The economics look punishing even before launch scale
The biggest obstacle may not be engineering, but cost. Analysts at MoffettNathanson estimate that Musk’s goal of building an orbital AI network on the scale he has described could run into the trillions of dollars. To make space based data centers economically competitive, launch costs would need to fall from current low thousands of dollars per kilogram to the low hundreds, a gap that remains enormous.
That challenge becomes even more severe when the scale of launches is considered. The same analysts estimate that meeting Musk’s objective would require around 3,000 Starship launches a year, or roughly eight launches a day. That would demand a degree of operational reliability and frequency that no rocket system has yet demonstrated, especially one still dealing with major developmental setbacks.
Starship is central to the plan because it is supposed to be fully reusable and capable of carrying much larger payloads than the Falcon rockets.
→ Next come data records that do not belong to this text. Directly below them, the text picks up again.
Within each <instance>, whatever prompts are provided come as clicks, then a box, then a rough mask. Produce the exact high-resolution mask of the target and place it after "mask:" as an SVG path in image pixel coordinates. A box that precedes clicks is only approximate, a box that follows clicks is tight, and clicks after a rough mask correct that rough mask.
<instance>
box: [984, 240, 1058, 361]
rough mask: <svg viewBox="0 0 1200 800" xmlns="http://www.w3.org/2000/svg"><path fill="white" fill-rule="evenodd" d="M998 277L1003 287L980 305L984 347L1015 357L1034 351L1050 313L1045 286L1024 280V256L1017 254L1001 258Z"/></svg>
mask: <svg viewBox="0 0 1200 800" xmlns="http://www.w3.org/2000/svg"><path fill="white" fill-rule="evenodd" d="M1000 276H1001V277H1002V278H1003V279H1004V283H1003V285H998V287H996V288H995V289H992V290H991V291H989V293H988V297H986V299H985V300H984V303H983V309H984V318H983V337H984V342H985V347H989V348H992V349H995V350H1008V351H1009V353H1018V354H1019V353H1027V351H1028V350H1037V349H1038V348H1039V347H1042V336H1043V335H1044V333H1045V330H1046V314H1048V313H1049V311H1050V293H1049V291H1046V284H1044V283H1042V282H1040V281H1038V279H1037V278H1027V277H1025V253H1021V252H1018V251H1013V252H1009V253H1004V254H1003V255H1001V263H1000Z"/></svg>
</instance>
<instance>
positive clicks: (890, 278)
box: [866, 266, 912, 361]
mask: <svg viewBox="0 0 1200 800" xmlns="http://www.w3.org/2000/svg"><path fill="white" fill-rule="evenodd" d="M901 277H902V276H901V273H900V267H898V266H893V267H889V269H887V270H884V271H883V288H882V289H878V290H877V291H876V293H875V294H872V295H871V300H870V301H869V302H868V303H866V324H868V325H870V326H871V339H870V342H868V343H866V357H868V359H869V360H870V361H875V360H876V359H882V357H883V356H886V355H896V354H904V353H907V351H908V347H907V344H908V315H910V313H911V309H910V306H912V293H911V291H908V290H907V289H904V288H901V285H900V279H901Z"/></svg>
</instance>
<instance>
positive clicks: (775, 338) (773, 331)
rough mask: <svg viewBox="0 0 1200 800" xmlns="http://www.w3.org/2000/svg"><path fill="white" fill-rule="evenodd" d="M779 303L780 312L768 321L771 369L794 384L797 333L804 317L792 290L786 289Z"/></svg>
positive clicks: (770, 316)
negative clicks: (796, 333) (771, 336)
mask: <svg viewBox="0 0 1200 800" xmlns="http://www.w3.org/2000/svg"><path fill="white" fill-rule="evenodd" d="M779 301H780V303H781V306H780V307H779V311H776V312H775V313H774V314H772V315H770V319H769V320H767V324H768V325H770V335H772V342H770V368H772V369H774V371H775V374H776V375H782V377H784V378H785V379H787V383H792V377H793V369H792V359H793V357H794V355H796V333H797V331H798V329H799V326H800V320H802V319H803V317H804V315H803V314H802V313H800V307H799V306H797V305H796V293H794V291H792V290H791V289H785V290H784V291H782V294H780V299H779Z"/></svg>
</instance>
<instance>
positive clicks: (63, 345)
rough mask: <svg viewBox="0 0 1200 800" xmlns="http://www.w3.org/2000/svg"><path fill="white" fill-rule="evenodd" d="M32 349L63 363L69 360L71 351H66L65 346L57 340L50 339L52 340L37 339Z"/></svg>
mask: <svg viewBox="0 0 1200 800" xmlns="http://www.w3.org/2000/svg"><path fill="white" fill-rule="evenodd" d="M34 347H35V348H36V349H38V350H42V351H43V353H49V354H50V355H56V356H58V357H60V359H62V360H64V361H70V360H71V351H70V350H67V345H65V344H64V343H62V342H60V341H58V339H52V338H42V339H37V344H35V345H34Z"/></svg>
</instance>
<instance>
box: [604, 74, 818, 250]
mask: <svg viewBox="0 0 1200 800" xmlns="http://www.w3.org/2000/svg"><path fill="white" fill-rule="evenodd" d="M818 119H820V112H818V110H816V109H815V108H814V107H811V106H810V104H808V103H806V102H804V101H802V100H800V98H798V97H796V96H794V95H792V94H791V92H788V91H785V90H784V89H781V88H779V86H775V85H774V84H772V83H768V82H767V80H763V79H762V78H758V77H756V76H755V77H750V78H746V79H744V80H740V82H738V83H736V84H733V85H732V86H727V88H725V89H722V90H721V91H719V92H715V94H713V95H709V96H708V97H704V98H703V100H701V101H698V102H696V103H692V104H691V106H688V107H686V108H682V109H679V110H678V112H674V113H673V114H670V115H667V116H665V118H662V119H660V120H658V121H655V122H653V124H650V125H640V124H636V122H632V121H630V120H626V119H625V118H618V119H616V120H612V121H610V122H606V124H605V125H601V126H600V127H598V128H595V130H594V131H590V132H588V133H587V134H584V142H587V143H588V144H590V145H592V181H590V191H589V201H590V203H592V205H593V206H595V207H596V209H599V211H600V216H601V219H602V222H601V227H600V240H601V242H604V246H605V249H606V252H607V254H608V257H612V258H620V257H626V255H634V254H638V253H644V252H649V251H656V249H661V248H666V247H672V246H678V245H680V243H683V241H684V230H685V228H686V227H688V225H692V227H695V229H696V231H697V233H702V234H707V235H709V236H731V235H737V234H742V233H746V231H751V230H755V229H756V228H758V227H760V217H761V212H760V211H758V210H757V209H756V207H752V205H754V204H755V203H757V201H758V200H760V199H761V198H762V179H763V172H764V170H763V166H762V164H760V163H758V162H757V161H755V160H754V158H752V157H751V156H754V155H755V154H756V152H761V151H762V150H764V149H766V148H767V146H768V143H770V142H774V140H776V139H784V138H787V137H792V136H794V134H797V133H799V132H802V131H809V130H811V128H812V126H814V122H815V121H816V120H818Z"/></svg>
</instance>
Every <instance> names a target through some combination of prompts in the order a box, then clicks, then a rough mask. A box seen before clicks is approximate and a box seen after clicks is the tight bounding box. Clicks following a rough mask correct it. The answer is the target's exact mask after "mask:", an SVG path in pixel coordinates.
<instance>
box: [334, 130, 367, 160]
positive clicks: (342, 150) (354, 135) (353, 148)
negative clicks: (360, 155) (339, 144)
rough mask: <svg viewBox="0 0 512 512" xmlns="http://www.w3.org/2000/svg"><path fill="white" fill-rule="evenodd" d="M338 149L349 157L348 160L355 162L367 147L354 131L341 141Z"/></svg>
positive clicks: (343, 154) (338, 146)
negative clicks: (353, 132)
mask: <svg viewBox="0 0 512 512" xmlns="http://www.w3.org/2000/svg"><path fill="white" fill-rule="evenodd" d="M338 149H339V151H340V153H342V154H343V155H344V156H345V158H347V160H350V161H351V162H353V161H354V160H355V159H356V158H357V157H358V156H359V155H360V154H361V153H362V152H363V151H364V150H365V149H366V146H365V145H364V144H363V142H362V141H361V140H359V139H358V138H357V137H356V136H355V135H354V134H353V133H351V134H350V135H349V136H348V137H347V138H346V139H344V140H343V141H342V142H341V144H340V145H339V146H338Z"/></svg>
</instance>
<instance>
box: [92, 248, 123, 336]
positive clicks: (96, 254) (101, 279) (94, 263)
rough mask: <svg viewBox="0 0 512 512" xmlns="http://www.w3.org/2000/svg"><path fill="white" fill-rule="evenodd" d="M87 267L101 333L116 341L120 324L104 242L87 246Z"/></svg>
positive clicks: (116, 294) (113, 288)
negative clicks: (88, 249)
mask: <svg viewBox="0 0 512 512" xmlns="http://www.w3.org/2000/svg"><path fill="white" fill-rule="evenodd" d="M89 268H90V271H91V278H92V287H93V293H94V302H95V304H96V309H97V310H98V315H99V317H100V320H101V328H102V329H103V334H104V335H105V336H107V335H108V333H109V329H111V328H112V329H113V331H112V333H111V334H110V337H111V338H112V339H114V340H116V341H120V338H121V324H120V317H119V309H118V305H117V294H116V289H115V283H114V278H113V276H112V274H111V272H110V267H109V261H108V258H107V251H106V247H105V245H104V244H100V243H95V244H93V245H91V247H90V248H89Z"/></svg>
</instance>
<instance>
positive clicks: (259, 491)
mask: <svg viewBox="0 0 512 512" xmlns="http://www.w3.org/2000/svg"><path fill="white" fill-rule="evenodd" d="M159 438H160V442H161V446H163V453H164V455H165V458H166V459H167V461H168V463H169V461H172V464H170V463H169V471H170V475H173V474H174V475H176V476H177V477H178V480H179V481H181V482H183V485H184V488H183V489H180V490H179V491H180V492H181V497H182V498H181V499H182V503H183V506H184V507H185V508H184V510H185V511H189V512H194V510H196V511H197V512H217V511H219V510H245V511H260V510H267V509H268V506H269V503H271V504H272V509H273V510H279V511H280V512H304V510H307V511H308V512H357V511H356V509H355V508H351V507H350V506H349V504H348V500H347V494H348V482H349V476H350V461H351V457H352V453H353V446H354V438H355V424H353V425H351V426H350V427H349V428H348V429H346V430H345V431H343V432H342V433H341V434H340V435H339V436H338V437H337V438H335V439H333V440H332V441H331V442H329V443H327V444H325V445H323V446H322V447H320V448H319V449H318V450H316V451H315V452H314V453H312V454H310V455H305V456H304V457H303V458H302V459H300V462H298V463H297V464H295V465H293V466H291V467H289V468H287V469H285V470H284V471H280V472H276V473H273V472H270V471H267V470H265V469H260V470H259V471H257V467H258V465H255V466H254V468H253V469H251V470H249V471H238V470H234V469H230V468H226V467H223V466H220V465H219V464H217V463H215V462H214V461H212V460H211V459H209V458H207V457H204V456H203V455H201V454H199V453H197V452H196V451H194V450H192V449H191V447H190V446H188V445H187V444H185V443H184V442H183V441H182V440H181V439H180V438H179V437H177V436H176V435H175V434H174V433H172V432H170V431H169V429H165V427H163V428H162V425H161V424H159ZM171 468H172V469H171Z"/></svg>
But the vehicle remains years behind schedule and has suffered explosive failures in some of its suborbital test flights. That leaves the core financial and logistical assumption behind orbital AI infrastructure resting on a launch system that is not yet proven at anywhere near the required scale.
Most experts see orbital AI as a niche, not a replacement
Even among analysts who believe space based data centers have a future, the dominant view is that they are more likely to serve as a specialized complement rather than a substitute for terrestrial facilities. The most plausible use cases involve in orbit infrastructure such as military constellations, research platforms, or space stations that benefit from processing data locally instead of sending it back to Earth.
That narrower vision is very different from Musk’s suggestion that orbital AI could become a major answer to Earth’s future computing shortages. Analysts argue that the world still has many less radical options available first, including more efficient AI chips, expanded solar power, improved water recycling, and modular nuclear generation. Even Nvidia chief executive Jensen Huang has said that the economics of orbital AI remain unattractive and that the industry should focus on solving computing challenges on the ground before moving to space.
That does not mean the concept is meaningless. It means its most realistic future may be as a niche layer of specialized infrastructure rather than the foundation of the next great computing boom. SpaceX’s vision is bold, but for now, the cautionary lesson from Microsoft’s abandoned underwater project still applies: proving something can work is not the same as proving it deserves to exist at scale.